Alignment methods hit same benchmarks but learn different weight landscapes
SFT, RFT, DFT, DPO, GRPO, and DAPO achieve identical metrics on the same data yet carve distinct paths through weight space—a finding that upends the assumption methods are interchangeable.

Six popular alignment methods produce nearly identical benchmark scores when trained on the same dataset, but their internal weight landscapes diverge sharply. An interactive HuggingFace Space comparison shows that supervised fine-tuning and rejection sampling variants (SFT, RFT, DFT, offline GRPO) cluster together in weight space, while policy-gradient methods (GRPO, DAPO) and preference-based DPO each carve out distinct trajectories. The effect holds across learning rates and random seeds, suggesting the divergence is structural rather than a training artifact.

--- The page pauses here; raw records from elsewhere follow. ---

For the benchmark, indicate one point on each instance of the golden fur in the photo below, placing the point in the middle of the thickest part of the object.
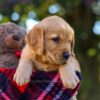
(45, 45)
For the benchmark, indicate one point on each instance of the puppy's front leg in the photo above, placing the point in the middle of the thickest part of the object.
(67, 73)
(23, 72)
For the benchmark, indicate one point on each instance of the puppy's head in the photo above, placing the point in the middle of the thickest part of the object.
(52, 40)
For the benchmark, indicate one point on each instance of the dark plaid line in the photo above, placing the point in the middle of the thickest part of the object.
(41, 79)
(55, 90)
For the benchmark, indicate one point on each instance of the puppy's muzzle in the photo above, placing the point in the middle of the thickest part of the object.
(16, 38)
(65, 55)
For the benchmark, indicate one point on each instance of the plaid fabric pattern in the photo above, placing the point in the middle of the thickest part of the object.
(43, 86)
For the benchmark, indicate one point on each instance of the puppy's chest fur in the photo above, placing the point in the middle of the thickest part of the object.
(41, 66)
(8, 60)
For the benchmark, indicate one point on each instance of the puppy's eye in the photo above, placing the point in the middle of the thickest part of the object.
(56, 39)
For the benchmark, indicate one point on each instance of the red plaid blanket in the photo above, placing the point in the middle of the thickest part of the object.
(43, 86)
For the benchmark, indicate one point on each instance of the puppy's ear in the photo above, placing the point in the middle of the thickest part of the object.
(72, 45)
(35, 39)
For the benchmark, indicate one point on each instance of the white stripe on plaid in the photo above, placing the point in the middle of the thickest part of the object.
(59, 94)
(4, 95)
(49, 87)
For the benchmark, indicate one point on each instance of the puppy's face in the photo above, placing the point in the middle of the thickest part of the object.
(52, 40)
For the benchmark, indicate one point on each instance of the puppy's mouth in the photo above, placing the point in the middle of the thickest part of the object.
(57, 59)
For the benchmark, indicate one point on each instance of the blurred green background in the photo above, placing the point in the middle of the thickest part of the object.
(82, 15)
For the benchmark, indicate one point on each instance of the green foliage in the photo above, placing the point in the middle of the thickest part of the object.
(81, 14)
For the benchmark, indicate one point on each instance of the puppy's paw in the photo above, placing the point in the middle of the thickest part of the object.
(69, 77)
(23, 74)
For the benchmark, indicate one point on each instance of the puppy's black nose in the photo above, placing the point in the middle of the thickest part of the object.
(16, 38)
(66, 55)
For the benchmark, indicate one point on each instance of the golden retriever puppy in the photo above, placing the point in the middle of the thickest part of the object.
(49, 47)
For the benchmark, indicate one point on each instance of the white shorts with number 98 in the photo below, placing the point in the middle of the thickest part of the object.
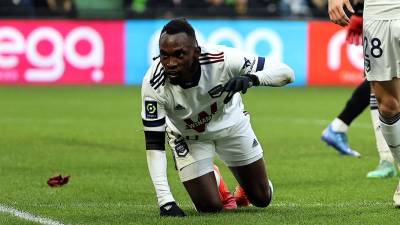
(381, 49)
(236, 146)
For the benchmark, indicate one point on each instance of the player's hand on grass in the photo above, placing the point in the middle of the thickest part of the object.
(239, 83)
(171, 209)
(337, 13)
(354, 30)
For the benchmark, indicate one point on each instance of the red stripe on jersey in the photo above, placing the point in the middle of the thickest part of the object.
(211, 54)
(212, 61)
(211, 57)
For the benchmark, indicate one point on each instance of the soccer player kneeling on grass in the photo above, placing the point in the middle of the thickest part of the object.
(188, 93)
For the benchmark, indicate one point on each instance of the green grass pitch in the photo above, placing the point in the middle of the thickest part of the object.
(95, 135)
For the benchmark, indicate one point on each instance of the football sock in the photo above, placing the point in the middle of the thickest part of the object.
(383, 148)
(158, 173)
(391, 132)
(357, 103)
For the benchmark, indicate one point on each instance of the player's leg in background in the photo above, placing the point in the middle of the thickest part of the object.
(386, 166)
(388, 96)
(335, 134)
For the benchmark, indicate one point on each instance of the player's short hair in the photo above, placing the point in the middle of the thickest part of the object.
(179, 25)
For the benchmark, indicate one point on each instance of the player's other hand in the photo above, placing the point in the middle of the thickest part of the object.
(238, 83)
(354, 30)
(171, 209)
(337, 13)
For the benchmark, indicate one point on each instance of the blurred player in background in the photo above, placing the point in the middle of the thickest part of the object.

The Space visualizes weight distributions and loss surfaces for each method, letting practitioners compare how different objectives shape the same starting checkpoint. SFT, RFT, DFT, and offline GRPO converge to similar weight neighborhoods, while DPO, online GRPO, and DAPO each occupy separate regions—implying they encode different inductive biases despite matching eval scores. This complicates the common assumption that methods with similar benchmark numbers are interchangeable; for downstream fine-tuning or merging, the choice of alignment recipe may matter more than leaderboard position suggests. The Space is live at huggingface.co/spaces/AlexWortega/same-data-different-losses.